Андрея затошнило, кухня, стол, дядя Петя закружились в каком-то хороводе.

– Ну-ну-ну! – отец слегка встряхнул осоловевшего от всего услышанного Андрея, – всё нормально, всё нормально. Всё это просто и объяснимо. Те, толстые старухи, видимо какие-то родственницы, тех министерских молодух, а иначе как бы они туда попали? Возможно даже мамашки ихние, почему и так похожими они тебе на них показались. И представились они именами этих самых молодух, чтобы «ролям» соответствовать, и сбежали они, когда «жареным запахло», чтобы как бы ни при делах быть…, а может ещё и вчера ночью, психанув, умотали…, короче так, нас с ними, вроде как, никто не видел, поэтому, знать ничего не знаем, и ни с кем мы, и никогда! Понял, Андрей?

Как-то вдруг, внезапно, почувствовавший себя намного лучше, мальчик согласно закивал головой:

– Да, пап, конечно. Мы просто, втроём, дома здесь были. Шашлыки делали, никуда не ходили.
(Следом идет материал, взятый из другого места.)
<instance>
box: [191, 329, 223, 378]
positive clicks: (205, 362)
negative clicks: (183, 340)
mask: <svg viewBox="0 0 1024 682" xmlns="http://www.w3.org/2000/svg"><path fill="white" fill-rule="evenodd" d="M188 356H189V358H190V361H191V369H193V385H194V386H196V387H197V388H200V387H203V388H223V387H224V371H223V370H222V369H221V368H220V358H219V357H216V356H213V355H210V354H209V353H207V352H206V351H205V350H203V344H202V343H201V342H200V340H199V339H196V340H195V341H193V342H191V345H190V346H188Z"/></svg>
– И то верно! – тоже облегчённо, как сбросивший тяжёлую ношу, вздохнул дядя Петя, – здесь вчера, весь вечер, пили-ели, а потом спать. И знать – ничего не знаем, и ведать – ничего не ведаем, и слышать – ничего не слышали…

ИНФЕКЦИЯ

Жизнь Андрея поменялась как по мановению волшебной палочки. Москва – покорилась и склонилась перед бывшей лимитой в раболепном поклоне. Этим же летом родители домучили своё заочное образование: Юрий Венедиктович – высшее историческое, а Надежда Николаевна – средне- техническое финансовое. И за последующие три года всё окружающее, снова распухшего от спокойной сытости подростка, изменилось до неузнаваемости. Отец, как-то очень быстро, получил высокую должность в реорганизованной вневедомственной охране и сменил служебный комбез охранника на милицейскую форму. Мама, в этой же конторе, возглавила один из многочисленных экономических отделов. Их, обоих, увозили на работу и привозили домой, в новую четырёхкомнатную, заваленную мещанским хламом, квартиру на служебных автомобилях. Дача, как и весь дачный посёлок, изменилась коренным образом. Из-за крайне удачного расположения на юго-западе Москвы (близость к городу, транспортная развязка и экология) население поменялось почти полностью. Простое работяжное быдло вытеснилось подложно-малозаконными постановлениями, участки увеличились и заселились советской буржуазией обильно расплодившейся «в застойном аквариуме». Укрупнённая путём присоединения дяди Петиного участка дача родителей Андрея, перестроенная нанятыми кавказскими строителями, превратилась в приличный, комфортабельный домик годный для круглогодичного проживания. Дальние родственники Еремеевы, сохранившие свою привилегию проживать зимой и летом в ставшем престижным посёлке, раньше не желавшие и «носа показать» на их даче, теперь постоянно «ёрзали туда-сюда» не давая «побыть в тишине». Приезжие же, не дававшие ранее «спокойно дохнуть» полузнакомые-полуродственники исчезли совсем. Зато в обилии расплодились «друзья» из числа «коренных москвичей».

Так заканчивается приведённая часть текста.